The World Will Be ‘Annihilated Forever’ Today, Claims US Christian Group
As if we have not had enough prophecies about Earth meeting its doom already this year, an online Christian group has made the remarkable claim that Wednesday is going to be our last day on earth.
This latest apocalypse prophecy comes on the heels of “Blood” moon annihilation theories, wherein several Christian groups had interpreted the unusual pairing of a lunar eclipse with a supermoon as the surest sign yet that our end was near. And while the ‘Blood’ moon came and passed, giving the world a cosmic spectacle that it will remember for years, nothing significant of an apocalyptic proportion transpired at all.
But now, only a week after “Blood” moon prophecies were debunked for all to see, a Philadelphia-based online Christian group, eBible Fellowship, has made the claim that the world is going to end on October 7. According to The Guardian, this is not the first time that the Christian group has made a warning about the doomsday. Their previous warning came more than four years ago when their leader, Chris McCann, had earmarked May 21, 2011 as the day when the world was going to end.
That prophecy never came to fruition, of course, but this time McCann is certain that his group’s calculations are correct.
“According to what the Bible is presenting it does appear that Oct. 7 will be the day that God has spoken of, in which the world will pass away. It’ll be gone forever. Annihilated.”
Interestingly enough, unlike some of the doomsday prophecies which claim that the rising water levels in the world are omens for an impending apocalypse, eBible Fellowship believes that civilization will not be wiped out by a flood, but will burn to its end.
“God destroyed the first Earth with water, by a flood, in the days of Noah. And he says he’ll not do that again, not by water. But he does say in 2nd Peter 3 that he’ll destroy it by fire.”

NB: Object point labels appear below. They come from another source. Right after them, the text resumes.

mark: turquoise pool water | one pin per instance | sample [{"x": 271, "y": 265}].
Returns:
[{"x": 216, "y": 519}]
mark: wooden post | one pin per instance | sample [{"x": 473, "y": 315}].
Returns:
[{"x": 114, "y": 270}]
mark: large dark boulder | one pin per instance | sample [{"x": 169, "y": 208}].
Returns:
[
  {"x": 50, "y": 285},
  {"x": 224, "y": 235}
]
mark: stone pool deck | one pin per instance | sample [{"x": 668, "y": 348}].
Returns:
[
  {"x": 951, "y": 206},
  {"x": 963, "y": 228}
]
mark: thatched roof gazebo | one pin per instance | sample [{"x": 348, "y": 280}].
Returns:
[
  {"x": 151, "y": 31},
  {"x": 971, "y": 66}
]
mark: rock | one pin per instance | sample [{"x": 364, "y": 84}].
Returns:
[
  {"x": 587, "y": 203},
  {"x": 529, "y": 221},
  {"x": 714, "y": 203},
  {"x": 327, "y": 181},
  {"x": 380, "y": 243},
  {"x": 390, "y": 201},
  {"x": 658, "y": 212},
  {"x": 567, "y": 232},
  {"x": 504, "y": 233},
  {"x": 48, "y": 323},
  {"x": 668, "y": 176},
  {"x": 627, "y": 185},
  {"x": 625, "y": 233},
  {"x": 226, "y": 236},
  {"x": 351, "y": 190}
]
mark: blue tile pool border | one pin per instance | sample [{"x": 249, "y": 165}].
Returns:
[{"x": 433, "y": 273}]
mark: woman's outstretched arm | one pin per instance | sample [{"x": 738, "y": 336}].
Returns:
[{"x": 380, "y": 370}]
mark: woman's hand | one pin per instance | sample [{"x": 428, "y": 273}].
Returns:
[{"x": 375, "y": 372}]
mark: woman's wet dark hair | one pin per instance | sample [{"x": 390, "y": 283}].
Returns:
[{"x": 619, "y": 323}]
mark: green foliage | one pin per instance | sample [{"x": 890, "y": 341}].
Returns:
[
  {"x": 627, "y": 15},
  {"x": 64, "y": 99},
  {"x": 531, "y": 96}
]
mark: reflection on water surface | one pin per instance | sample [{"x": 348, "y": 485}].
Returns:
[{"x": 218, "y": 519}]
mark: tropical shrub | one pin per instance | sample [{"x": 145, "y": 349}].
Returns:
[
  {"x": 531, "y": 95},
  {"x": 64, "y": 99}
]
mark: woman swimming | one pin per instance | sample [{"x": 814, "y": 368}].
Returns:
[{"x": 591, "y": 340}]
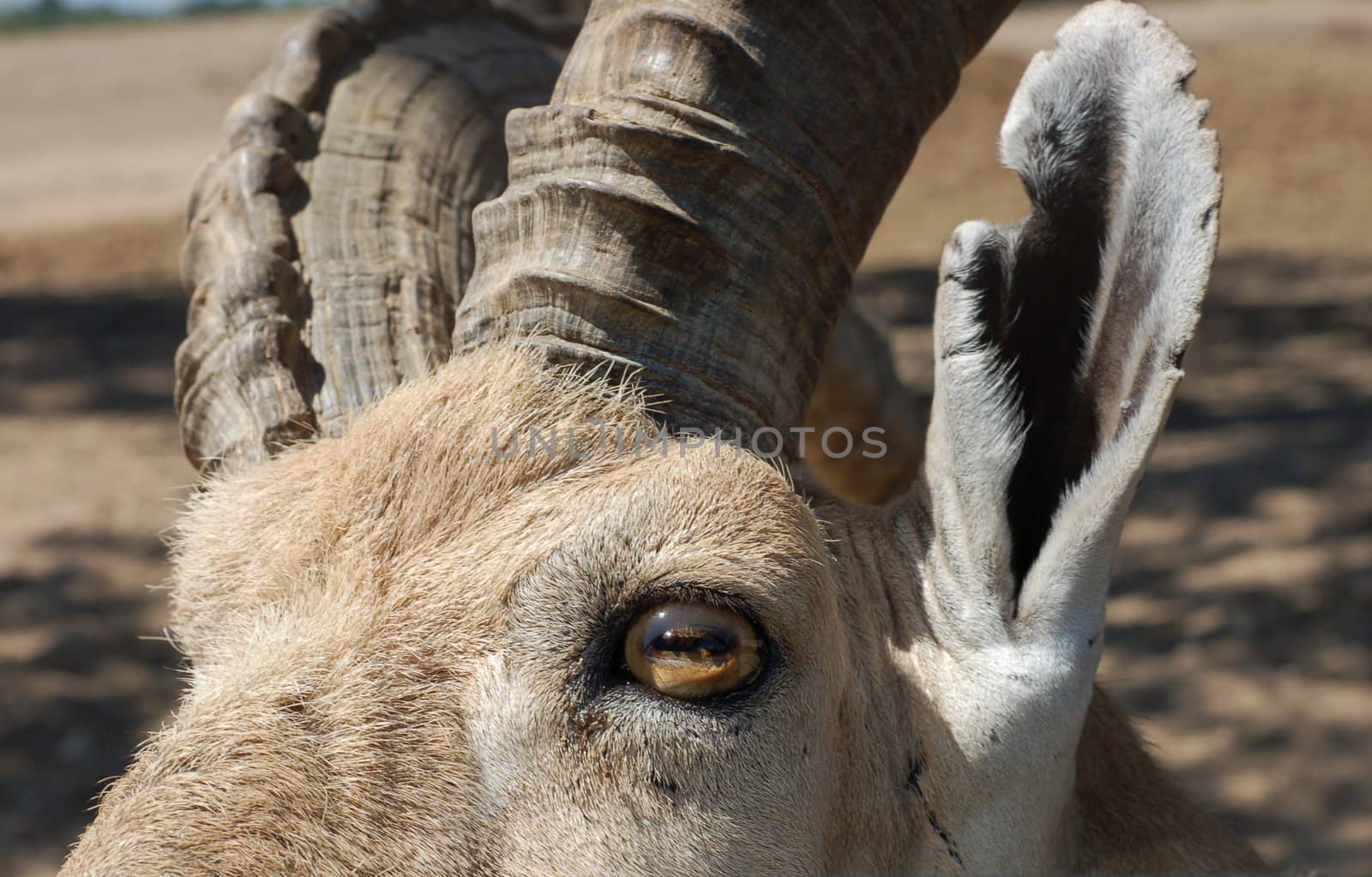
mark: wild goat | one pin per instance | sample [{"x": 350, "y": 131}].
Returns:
[{"x": 418, "y": 652}]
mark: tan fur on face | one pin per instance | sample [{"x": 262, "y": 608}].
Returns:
[{"x": 401, "y": 644}]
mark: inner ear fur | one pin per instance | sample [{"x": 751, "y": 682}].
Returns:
[{"x": 1062, "y": 335}]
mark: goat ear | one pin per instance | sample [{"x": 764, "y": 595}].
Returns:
[{"x": 1060, "y": 339}]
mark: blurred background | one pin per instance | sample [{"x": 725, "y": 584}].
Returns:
[{"x": 1242, "y": 612}]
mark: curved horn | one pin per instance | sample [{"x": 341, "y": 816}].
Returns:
[
  {"x": 696, "y": 198},
  {"x": 329, "y": 246}
]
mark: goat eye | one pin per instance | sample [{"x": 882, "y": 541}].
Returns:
[{"x": 693, "y": 650}]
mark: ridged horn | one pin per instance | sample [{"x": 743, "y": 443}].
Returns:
[
  {"x": 695, "y": 201},
  {"x": 329, "y": 244}
]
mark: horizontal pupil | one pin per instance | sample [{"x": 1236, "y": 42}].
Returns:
[{"x": 703, "y": 644}]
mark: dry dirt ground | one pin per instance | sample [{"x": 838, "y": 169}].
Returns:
[{"x": 1242, "y": 619}]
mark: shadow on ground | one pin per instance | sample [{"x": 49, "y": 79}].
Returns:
[{"x": 1242, "y": 600}]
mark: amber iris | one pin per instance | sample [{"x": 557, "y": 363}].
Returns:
[{"x": 693, "y": 650}]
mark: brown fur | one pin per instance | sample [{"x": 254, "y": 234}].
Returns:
[{"x": 398, "y": 641}]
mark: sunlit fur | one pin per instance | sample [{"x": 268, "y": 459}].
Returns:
[{"x": 398, "y": 646}]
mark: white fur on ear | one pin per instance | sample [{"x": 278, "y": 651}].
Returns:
[{"x": 1060, "y": 338}]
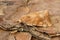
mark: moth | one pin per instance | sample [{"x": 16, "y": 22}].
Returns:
[{"x": 38, "y": 18}]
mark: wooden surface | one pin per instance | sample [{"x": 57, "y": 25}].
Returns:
[{"x": 14, "y": 12}]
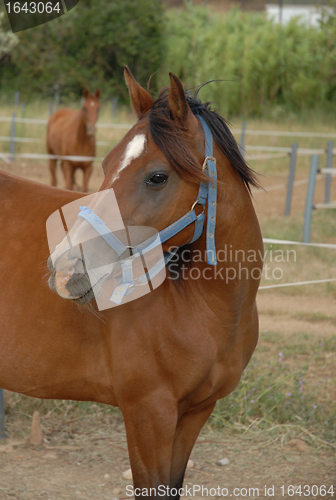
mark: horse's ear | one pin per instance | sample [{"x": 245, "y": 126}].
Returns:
[
  {"x": 178, "y": 104},
  {"x": 141, "y": 100}
]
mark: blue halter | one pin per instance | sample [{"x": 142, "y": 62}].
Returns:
[{"x": 207, "y": 191}]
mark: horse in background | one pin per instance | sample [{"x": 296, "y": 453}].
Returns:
[{"x": 73, "y": 133}]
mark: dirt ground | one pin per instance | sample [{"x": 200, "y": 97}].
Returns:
[{"x": 85, "y": 458}]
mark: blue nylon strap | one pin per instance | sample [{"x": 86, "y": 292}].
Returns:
[
  {"x": 198, "y": 227},
  {"x": 101, "y": 228},
  {"x": 212, "y": 194}
]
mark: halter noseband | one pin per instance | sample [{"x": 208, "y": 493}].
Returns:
[{"x": 207, "y": 191}]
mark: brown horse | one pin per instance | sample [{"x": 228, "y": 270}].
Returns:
[
  {"x": 72, "y": 133},
  {"x": 166, "y": 358}
]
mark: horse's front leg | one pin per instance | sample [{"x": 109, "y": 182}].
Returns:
[
  {"x": 150, "y": 428},
  {"x": 69, "y": 174},
  {"x": 87, "y": 174}
]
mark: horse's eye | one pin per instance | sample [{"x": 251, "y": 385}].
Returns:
[{"x": 157, "y": 180}]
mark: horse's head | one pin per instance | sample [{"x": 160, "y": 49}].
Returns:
[{"x": 90, "y": 110}]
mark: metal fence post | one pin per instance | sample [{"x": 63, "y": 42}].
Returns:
[
  {"x": 310, "y": 199},
  {"x": 57, "y": 100},
  {"x": 17, "y": 98},
  {"x": 242, "y": 140},
  {"x": 291, "y": 177},
  {"x": 12, "y": 139},
  {"x": 2, "y": 415},
  {"x": 330, "y": 148}
]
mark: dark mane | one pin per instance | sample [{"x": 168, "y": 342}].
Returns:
[{"x": 171, "y": 138}]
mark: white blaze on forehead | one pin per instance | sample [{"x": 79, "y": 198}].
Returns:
[{"x": 134, "y": 149}]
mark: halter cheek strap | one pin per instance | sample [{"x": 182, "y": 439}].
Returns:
[{"x": 207, "y": 192}]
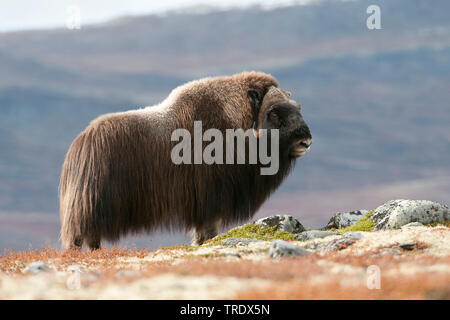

McCann’s prediction about the impending apocalypse stems from a prophecy made by Christian radio host Harold Camping back in 2011, International Business Times reports. Camping had told his listeners that he believed the world was going to end on May 21, 2011, after reading and decoding “hidden” messages in the Bible. McCann was one of his followers who took to the idea wholeheartedly.
When the day came and passed, however, McCann was forced to change his opinion. According to him, Camping’s prediction was never about the doomsday, but the “judgment day.” God had given himself exactly 1,600 days from that date in May 2011 to decide which non-churchgoers would be saved when the apocalypse finally did arrive on October 7, claim McCann and his Christian group’s followers.
As can be expected, the latest apocalypse theory has left many people wondering in the dark. A Facebook group, comprising of more than 15,000 people who believe the world will end today, has already started churning out moral lessons before what they believe will be mankind’s eventual departure from our planet.
Others of a more cynical disposition believe McCann’s prediction is just a cheap way at gaining publicity for his Christian group. It is worth noting that some church-going Christians have debunked the theory altogether, saying the Bible has never fixed a date for the world’s end.
“But of that day and hour knoweth no man, no, not the angels of heaven, but my Father only God’s word clearly states no one knows when but one thing we can be sure of is that Jesus will return then the believers and the un-believers will see Jesus and then will the end come.”
If science is to believed, today is certainly not the day when the world will end. Scientists believe that the sun, which is gradually increasing in temperature, will expand and swallow up Earth, and unlike McCann’s prediction, that is going to take another few billion years at the very least.
So should we be worried about the world ending today based on a prophecy made by a remote Christian group? Surely not, right?